O Nobel se abre durante o filme. Admite que a década em que se dedicou a lutar pela redução das emissões de poluentes foi uma “experiência dolorosa”, pois não conseguiu o que queria. “Houve momentos no passado em que me senti frustrado”, afirma. Mas também vislumbra a chegada da mudança. “Estamos no início de uma revolução sustentável que tem a mesma magnitude da revolução industrial e a velocidade da revolução digital. Agora estou menos vulnerável aos momentos de desespero.”

Um dos raros casos de sucesso narrados em Uma Verdade Inconveniente 2 é latino-americano. Trata-se do mercado de energia solar do Chile, que cresceu exponencialmente nos últimos anos. Gore mostra isso na tela com um gráfico de barras da sua palestra no ciclo Keynote, num aceno a um dos trechos mais célebres do primeiro filme. “Agora temos soluções ao alcance das mãos, e mais acessíveis. Estão sendo firmados no mundo contratos para a compra de painéis solares por menos de metade do que custa a eletricidade de carvão ou gás. Isso me convenceu de que era um bom momento para fazer a sequência”, diz.

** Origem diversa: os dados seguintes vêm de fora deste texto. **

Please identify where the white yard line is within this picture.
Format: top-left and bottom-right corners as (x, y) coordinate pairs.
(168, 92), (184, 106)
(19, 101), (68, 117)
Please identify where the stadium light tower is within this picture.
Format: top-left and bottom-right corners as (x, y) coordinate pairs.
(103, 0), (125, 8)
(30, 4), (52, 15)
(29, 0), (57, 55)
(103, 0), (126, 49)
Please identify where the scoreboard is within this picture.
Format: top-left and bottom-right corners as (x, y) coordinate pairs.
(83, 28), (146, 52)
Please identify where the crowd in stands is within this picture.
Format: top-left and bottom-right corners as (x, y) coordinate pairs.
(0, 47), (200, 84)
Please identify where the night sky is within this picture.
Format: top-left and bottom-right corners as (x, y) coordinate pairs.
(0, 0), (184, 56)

Bonni Cohen e Jon Shenk, os diretores do documentário, narram em ritmo de thriller político as negociações de última hora durante a cúpula climática de Paris, em dezembro de 2015. As câmeras mostram os esforços de Gore nos bastidores para conseguir que a Índia freasse seu plano de construir 400 novas usinas termoelétricas a carvão, que seriam suficientes para reverter todos os esforços já feitos contra a mudança climática até agora. O político acaba conseguindo esse objetivo. Mas logo o aparente final feliz obtido no Acordo de Paris encontraria um grande obstáculo: Donald Trump.

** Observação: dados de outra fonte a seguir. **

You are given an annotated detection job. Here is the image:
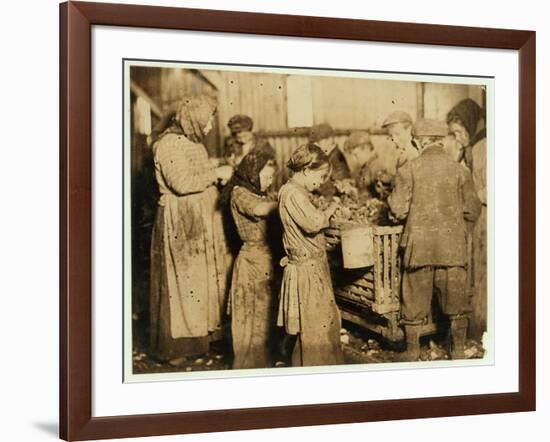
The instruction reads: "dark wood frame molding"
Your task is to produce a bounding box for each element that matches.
[60,2,536,441]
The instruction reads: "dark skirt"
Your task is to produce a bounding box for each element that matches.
[229,243,277,369]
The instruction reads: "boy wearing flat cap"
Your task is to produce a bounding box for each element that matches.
[382,111,420,169]
[388,120,481,361]
[225,114,275,167]
[309,123,351,196]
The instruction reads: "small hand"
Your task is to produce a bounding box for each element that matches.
[215,165,233,185]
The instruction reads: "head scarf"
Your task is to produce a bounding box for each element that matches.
[149,95,217,146]
[227,115,254,135]
[447,98,485,145]
[220,149,275,204]
[177,95,218,143]
[447,98,487,170]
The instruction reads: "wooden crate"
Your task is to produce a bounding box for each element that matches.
[325,224,403,341]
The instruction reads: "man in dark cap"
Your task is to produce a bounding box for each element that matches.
[388,120,481,361]
[309,123,351,196]
[225,114,275,166]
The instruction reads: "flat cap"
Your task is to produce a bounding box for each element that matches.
[382,111,412,127]
[344,130,371,152]
[413,119,449,137]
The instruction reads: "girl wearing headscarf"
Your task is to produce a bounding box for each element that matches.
[277,143,343,366]
[150,96,235,364]
[447,98,487,337]
[224,150,277,368]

“Estamos no início de uma revolução sustentável que tem a magnitude da revolução industrial e a velocidade da revolução digital.” AL GORE, ex-vice-presidente dos EUA

Gore confessa que ficou muito preocupado quando Trump informou que os Estados Unidos se desvinculariam do acordo mundial assinado por 195 nações. “Sentia que outros países podiam usar isso como desculpa para sair. Mas não aconteceu, com exceção da Síria. No meu país, os Estados maiores, como Califórnia, Nova York e muitos outros, se mantêm dentro do tratado. Agora está claro que os Estados Unidos não só conseguirão manter seu compromisso dentro do tratado como também irão superar suas metas”, afirma o Nobel, recordando que a data fatal para que os Estados Unidos se retirem do Acordo é 4 de novembro de 2020, um dia depois das próximas eleições presidenciais. “Continuaremos no Acordo de Paris e obteremos nosso compromisso. Trump está isolando a si mesmo, não aos Estados Unidos”, diz Al Gore.

Para Gore, aproxima-se um “ponto de inflexão política”. “Uma vez que isso acontecer, será difícil para os políticos continuarem servindo aos interesses dos grandes poluentes e enganando os eleitores. Todas as grandes revoluções – a dos direitos civis, a abolição da escravidão, a dos direitos das mulheres e as minorias – sempre foram conduzidas pelas exigências dos cidadãos de escolherem o correto sobre o incorreto”.

O democrata faz uma referência a muitos dos integrantes da Administração Trump que representam interesses das grandes corporações. Um deles, Rex Tillerson, o secretário de Estado, foi executivo da petroleira ExxonMobil. “O único remédio para esse mal é que cada vez mais cidadãos digam aos seus políticos que sabem de onde veio o dinheiro que os financiou e que os estão vigiando”, afirma Gore.